Extrait de l'œuvre

Rêverie à Athènes

Machine à écrire
Machine à écrireInformations[1]

Après des années passées à Paris, le narrateur, écrivain et dessinateur de presse, revient dans sa ville natale, Athènes.

Je me suis assis à mon bureau et j'ai regardé un moment les crayons de couleur - ils forment un joli bouquet dans un lourd pot d'étain - et les flacons de peintures acryliques. Elles sont desséchées pour la plupart. Je n'ai eu que rarement l'occasion et le temps de dessiner à Athènes. Je me souviens très bien des croquis que j'ai faits ici, pour la couverture d'un livre, pour un journal, pour le mariage d'un ami, pour mon frère, et cinq ou six pour Vaguélio. J'avais fait son portrait sur du papier machine, elle était assise sur le lit, la tête inclinée. Elle fumait. Elle tenait la cigarette tantôt de la main droite, tantôt de la main gauche : j'ai constaté, en terminant, qu'elle avait sur le dessin une cigarette à chaque main. Je l'ai intitulé "Vaguélio aux deux cigarettes" et je le lui ai donné. J'aimerais bien le revoir., j'avais utilisé toute la gamme des rouges, aucune autre couleur. J'ai aussi dessiné ma mère sur son lit d'hôpital, au feutre noir. Ses cheveux ne sont pas coiffés, ils partent dans tous les sens, comme paniqués. Ses yeux sont fermés, la bouche est assez réussie. J'ai naturellement gardé ce dessin. Je l'ai mis dans une enveloppe kraft. Je la vois d'ici, elle est dans la bibliothèque, entre les volumes noirs de l'encyclopédie Éleuthéroudakis. Il y a plusieurs mois que je n'ai pas regardé ce dessin. Je veux et je ne veux pas le voir.

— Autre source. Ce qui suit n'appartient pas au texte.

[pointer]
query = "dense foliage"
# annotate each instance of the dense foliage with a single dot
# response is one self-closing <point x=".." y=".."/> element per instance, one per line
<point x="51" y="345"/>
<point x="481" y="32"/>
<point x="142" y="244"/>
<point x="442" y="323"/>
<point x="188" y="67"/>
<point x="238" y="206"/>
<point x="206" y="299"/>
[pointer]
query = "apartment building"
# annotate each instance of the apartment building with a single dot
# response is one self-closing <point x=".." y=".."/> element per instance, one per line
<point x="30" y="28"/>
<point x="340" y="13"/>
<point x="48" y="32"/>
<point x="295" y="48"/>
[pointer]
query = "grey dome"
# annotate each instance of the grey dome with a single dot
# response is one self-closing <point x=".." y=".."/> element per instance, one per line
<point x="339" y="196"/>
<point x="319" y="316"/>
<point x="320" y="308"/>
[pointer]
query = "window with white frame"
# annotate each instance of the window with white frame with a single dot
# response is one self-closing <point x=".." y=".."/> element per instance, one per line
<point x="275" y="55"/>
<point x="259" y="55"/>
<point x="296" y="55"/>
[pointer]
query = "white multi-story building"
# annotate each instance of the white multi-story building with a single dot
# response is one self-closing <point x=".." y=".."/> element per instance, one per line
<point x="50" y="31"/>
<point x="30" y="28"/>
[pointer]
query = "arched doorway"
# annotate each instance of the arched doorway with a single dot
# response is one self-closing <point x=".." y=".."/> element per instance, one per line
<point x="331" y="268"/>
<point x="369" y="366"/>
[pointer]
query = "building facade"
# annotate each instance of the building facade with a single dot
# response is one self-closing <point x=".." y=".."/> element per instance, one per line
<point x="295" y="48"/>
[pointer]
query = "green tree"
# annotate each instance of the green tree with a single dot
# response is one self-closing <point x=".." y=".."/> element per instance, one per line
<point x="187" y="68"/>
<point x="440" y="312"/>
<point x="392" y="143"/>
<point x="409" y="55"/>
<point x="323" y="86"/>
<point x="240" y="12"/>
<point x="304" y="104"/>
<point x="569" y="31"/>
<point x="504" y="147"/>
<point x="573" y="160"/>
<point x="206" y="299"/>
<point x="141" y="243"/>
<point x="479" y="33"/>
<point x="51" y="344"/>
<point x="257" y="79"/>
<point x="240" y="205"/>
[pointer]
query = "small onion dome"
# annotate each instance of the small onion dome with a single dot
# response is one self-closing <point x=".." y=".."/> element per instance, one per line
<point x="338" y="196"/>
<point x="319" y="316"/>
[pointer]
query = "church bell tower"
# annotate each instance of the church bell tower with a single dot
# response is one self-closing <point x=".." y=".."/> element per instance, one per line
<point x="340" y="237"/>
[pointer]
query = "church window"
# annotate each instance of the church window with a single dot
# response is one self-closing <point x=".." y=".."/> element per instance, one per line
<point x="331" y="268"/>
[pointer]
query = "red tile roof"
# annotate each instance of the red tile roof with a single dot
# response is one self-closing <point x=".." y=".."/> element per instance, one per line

Il m'a semblé que j'avais envie d'écrire. J'ai sorti la machine de sa mallette, c'est une vieille machine, elle m'a été offerte par un cousin de ma mère. Je ne l'ai jamais utilisée. Le ruban m'a paru neuf. J'ai passé une feuille dans le rouleau. Le désir d'écrire était intense mais sans contenu. "Je n'ai peut-être sorti la machine que pour voir les lettres de l'alphabet." Mon regard s'est fixé sur les accents et les esprits qui ont été récemment supprimés. Je me suis demandé s'il me serait facile de perdre l'habitude de les utiliser. Les touches étaient légèrement creuses. Elles ressemblaient à des fauteuils de théâtre. "les lettres me regardent", ai-je pensé. J'avais allumé ma pipe. Je portais une chemise blanche dont la pochette était pleine de billets de banque.

Mon appartement est situé à l'arrière de l'immeuble, il donne sur un jardin où il n'y a qu'un arbre, un laurier. "La balle de ping-pong tombera tout le temps dans le jardin. Je serai obligé d'escalader la grille pour la ramasser. Il faudra peut-être supprimer la grille." J'ai fini par admettre que je ne ferais rien ce soir-là. Je ne dessinerais pas, je n'écrirais pas, je ne mangerais pas, je ne prendrais pas de bain, je ne regarderais pas la télévision. Je fumerais encore une pipe ou deux puis je me coucherais. Je n'ai pas voulu me lever du bureau sans avoir essayé la machine. J'ai appuyé sur la touche qui soulève le rouleau et j'ai frappé, au milieu de la page, l'epsilon majuscule.

Vassilis ALEXAKIS, "La Langue maternelle", A. Fayard, 1995, p. 31-33.